My finger swipes across the perfectly sized squares. The glaze highlighting the colors that I’d never been able to perfect before now. A piece I made on a whim in a pattern and shape I didn’t know the name of. I’d just…felt drawn to it.

But he knew what it was.

He stepped closer till his torso was in my line of sight as my fingers continued to trace the pattern along the side of the mug.

“That one is my favorite.”

I looked up at him, surprised.

“Why,” I asked, my voice catching.

His smile was quiet, reverent. “Because it’s math,” he said as he gently pulled the mug from my hand. Holding it up between us, he says, “Clean lines. Balance. The pattern loops in the exact ratio of a Fibonacci spiral.”

My brows furrow, breath stuttering. “I didn’t mean to…”

“I know,” he says.

His gaze drops back down to the mug in his hands. Something shifting in his expression…soft, unguarded. As if he is looking at something sacred. Not clay and glaze, but a relic. A message in his hands that only he could understand. His jaw flexed as if something had settled in him, his fingers gently caressing the pattern as if they were scripture.

It was worship. Silent, aching adornment.

Sucking in a trembling breath, the sting of tears are hot behind my eyes. This moment suddenly feels heavier…more than clay and art. It was proof. Of him. Of me. The thread that had been tugging between us all along.

I didn’t see the proverbial writing on the wall. All the small moments drawing me to him. Like a slideshow playing behind my eyes, the moments flashed. Meeting Shadow, Cal sitting on the porch at the same time as me, the mug, the gifts, every breadcrumb leading me forward, even my dreams that whispered of him in the dark.

“That’s why it means everything,” he whispered. “The shape, the symmetry…it’s a pattern. Something I’ve always been drawn to.” He turns and walks over to his bookshelf in his living room, scanning the titles on the shelf before pulling a worn hardback off the shelf. His long legs eat up the space as he rushes back to the kitchen, setting both the mug and book down on the counter top between us. He flips to a page as if he has it memorized.
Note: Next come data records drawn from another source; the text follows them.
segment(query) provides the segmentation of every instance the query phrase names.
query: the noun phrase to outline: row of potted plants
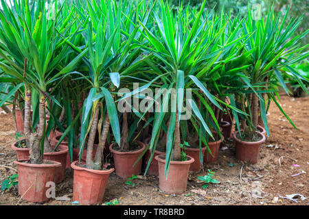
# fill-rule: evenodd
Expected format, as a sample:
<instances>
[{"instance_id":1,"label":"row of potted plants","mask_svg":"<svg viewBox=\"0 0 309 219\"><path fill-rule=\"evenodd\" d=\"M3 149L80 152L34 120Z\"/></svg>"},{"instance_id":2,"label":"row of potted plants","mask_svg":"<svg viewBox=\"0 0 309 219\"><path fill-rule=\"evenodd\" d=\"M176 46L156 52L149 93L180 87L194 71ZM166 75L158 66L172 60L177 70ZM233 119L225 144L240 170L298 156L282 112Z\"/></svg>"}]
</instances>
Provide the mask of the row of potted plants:
<instances>
[{"instance_id":1,"label":"row of potted plants","mask_svg":"<svg viewBox=\"0 0 309 219\"><path fill-rule=\"evenodd\" d=\"M97 203L109 174L139 174L146 153L144 174L157 168L160 188L182 192L190 168L216 159L233 120L236 157L251 163L265 140L259 125L269 136L271 101L293 125L276 95L279 86L289 93L288 73L308 92L293 66L308 55L298 44L308 30L293 35L301 18L284 27L286 16L272 9L255 20L249 7L233 18L205 3L3 4L0 82L14 88L1 103L14 96L23 120L28 155L15 163L24 199L45 201L42 185L63 180L70 164L73 199Z\"/></svg>"}]
</instances>

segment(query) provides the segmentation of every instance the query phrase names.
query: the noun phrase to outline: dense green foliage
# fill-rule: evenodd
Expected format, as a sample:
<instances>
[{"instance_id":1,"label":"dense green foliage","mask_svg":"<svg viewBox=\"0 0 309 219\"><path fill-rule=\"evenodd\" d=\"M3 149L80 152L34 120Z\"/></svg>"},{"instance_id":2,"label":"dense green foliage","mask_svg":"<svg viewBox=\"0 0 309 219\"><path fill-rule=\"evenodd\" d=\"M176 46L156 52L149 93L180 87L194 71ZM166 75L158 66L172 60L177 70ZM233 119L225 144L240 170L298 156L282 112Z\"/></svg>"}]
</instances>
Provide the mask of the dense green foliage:
<instances>
[{"instance_id":1,"label":"dense green foliage","mask_svg":"<svg viewBox=\"0 0 309 219\"><path fill-rule=\"evenodd\" d=\"M212 10L207 1L179 8L165 1L16 0L12 8L1 2L0 82L16 89L3 103L17 92L14 105L25 116L33 109L26 139L38 138L42 152L45 136L58 127L71 156L73 147L87 149L89 168L102 168L106 142L127 151L150 136L148 166L161 147L168 172L170 160L183 157L185 142L201 149L220 137L224 113L252 139L260 116L269 135L267 106L273 101L282 110L278 86L290 92L285 75L308 92L296 68L309 55L301 42L308 30L297 31L304 17L274 8L259 20L250 5L230 12L228 5ZM146 112L128 104L117 110L130 99L151 101ZM158 103L162 110L150 110ZM46 129L43 105L51 116ZM192 116L182 119L189 108Z\"/></svg>"}]
</instances>

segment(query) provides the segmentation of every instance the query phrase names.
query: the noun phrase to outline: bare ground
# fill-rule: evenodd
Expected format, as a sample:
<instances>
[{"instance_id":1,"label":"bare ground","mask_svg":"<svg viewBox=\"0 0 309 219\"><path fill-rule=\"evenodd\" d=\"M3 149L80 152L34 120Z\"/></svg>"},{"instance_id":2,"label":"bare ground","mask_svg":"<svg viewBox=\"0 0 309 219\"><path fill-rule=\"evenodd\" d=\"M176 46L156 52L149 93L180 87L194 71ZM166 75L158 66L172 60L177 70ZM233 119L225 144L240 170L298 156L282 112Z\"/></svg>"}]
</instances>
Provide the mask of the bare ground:
<instances>
[{"instance_id":1,"label":"bare ground","mask_svg":"<svg viewBox=\"0 0 309 219\"><path fill-rule=\"evenodd\" d=\"M294 99L281 96L284 110L298 129L289 123L275 104L268 116L271 137L263 144L258 163L249 165L235 158L235 146L230 139L227 150L220 151L217 162L204 166L205 171L190 172L186 192L169 195L159 188L159 180L146 176L134 180L135 186L126 185L115 172L110 175L102 205L117 199L119 205L305 205L309 204L309 96ZM10 146L15 141L15 126L12 115L0 114L0 183L13 175L16 167L15 151ZM297 164L299 166L295 166ZM234 166L235 165L235 166ZM196 177L215 172L220 183L203 189ZM301 172L295 177L294 175ZM141 177L142 178L142 177ZM56 196L69 201L51 198L43 205L72 205L73 173L67 171L65 181L56 186ZM300 194L307 199L297 202L280 198ZM278 197L278 200L275 197ZM42 205L21 200L17 186L0 191L0 205Z\"/></svg>"}]
</instances>

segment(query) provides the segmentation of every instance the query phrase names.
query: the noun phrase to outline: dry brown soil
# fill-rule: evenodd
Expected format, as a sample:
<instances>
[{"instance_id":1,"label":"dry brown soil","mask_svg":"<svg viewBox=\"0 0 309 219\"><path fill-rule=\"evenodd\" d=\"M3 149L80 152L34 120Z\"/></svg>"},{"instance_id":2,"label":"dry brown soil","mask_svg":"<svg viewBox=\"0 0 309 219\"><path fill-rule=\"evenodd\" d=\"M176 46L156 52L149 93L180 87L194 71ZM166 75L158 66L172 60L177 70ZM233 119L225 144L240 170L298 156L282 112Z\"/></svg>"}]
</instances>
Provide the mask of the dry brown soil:
<instances>
[{"instance_id":1,"label":"dry brown soil","mask_svg":"<svg viewBox=\"0 0 309 219\"><path fill-rule=\"evenodd\" d=\"M119 205L304 205L309 204L309 96L294 99L281 95L279 102L298 129L289 123L275 104L271 105L268 124L271 137L263 144L258 163L249 165L238 162L230 139L228 149L220 151L217 162L204 166L205 171L190 172L187 191L169 195L159 188L158 179L146 176L134 180L135 186L126 185L115 172L108 179L103 203L117 199ZM15 141L12 116L0 114L0 183L15 172L15 151L10 146ZM299 166L295 166L297 164ZM207 170L215 172L220 183L203 189L196 177ZM301 175L292 177L301 172ZM142 178L142 177L141 177ZM51 198L43 205L72 205L73 174L67 171L65 181L56 186L56 196L69 201ZM297 201L280 198L300 194L307 199ZM275 197L279 197L277 201ZM0 205L41 205L20 200L17 186L0 191Z\"/></svg>"}]
</instances>

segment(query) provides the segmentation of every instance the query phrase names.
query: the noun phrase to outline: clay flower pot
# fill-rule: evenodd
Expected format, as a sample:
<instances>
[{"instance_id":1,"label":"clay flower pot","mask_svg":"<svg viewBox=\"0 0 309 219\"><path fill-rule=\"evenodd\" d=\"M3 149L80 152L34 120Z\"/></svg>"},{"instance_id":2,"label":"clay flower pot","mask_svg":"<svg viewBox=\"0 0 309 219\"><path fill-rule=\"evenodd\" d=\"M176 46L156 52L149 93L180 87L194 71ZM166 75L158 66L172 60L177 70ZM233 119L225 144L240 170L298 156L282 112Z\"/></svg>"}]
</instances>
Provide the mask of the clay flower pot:
<instances>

His fingers run along the sketch, spiraled and elegant, the lines forming a perfect, sacred geometry.

“The golden ratio,” the words left his lips like a confession, “it’s found in everything—from galaxies to pinecones to the bones of our hands. But it’s not just math…it’s the feeling. The balance. The pull.”

His gaze flicks to mine full of worship and adoration. “You made this without knowing. You shaped something perfect, balanced, and beautiful with your hands, Selene. You madethis.” His fingers trace up the curve of the mug again, with a tenderness that makes my chest ache. “It matched something I’d spent years chasing. Something I thought only lived in theory and the art of the world. But you—”

He swallows hard as his thumb brushes along the curve of my cheek. “You felt it too. Even if you didn’t know yet. Even if you didn’t understand what you were doing.”

My breath catches in my throat, a soft gasp that stings behind my eyes. The tears come anyways, thick and hot, welling until his face blurs in front of me. His eyes are soft and round, as they flick between mine, cataloging everything.